Content-Transfer-Encoding: quoted-printable
Archived-At: <>
Subject: Re: [TLS] TLS 1.3 and TCP interactions
X-Mailman-Version: 2.1.29
Precedence: list
List-Id: "This is the mailing list for the Transport Layer Security working group of the IETF." <>
List-Unsubscribe: <>, <>
List-Archive: <>
List-Post: <>
List-Help: <>
List-Subscribe: <>, <>
X-List-Received-Date: Fri, 29 May 2020 22:36:13 -0000

On Fri, May 29, 2020 at 5:01 PM David Benjamin <> wrote:
> Hi all,
> As we’ve been using TLS 1.3 in more scenarios, we’ve encountered some interesting interactions with TCP. We thought we’d document these and send a note here. In general, we've found that TLS implementations need to be wary of post-handshake messages and “unexpected” transport writes. This unfortunately also includes some server handshake alerts.
> First, some background on APIs for TLS libraries. TLS is often deployed “transparently” underneath a TCP-based protocol. HTTPS sandwiches TLS between HTTP and TCP, etc. By and large, reads and writes over TLS are one-to-one with reads and writes over TCP.
> TLS APIs and callers can subtly rely on this. Some libraries expose an interface like the POSIX sockets API, including non-blocking behavior. If the transport is blocked on I/O, this is surfaced as an error for the caller to retry later. Importantly, the library cannot drive transport I/O on its own. The caller must drive the operation to completion. Other APIs transform bytes and leave I/O to the application.. Any TCP writes triggered by TLS reads and vice versa are even more directly part of the API surface. In contrast, sometimes the TLS library can drive I/O itself. For example, a Go TLS implementation can do background work in a goroutine.
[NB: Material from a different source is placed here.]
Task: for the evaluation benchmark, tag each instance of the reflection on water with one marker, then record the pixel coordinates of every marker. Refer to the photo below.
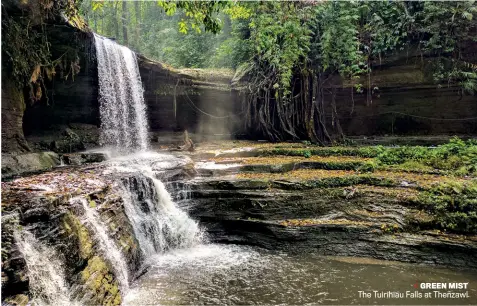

In my experience the issues are thorniest when dealing with blocking
sockets. Libraries using nonblocking sockets have to signal to the
application that they want IO to happen during the handshake, and can
use that same mechanism at later times, particularly for rekeying.
Libraries with blocking behavior are unfortunately in a difficult
position if they imitate a POSIX API and have no means to drive I/O.

One possible dirty trick is to set nonblocking on an owned socket and
translate the blocking call into a select or poll based loop that
issues both writes and reads until enough is read or written. Note
that the real corner case is unanticipated needs to read from the
socket: the library has control when it needs to write.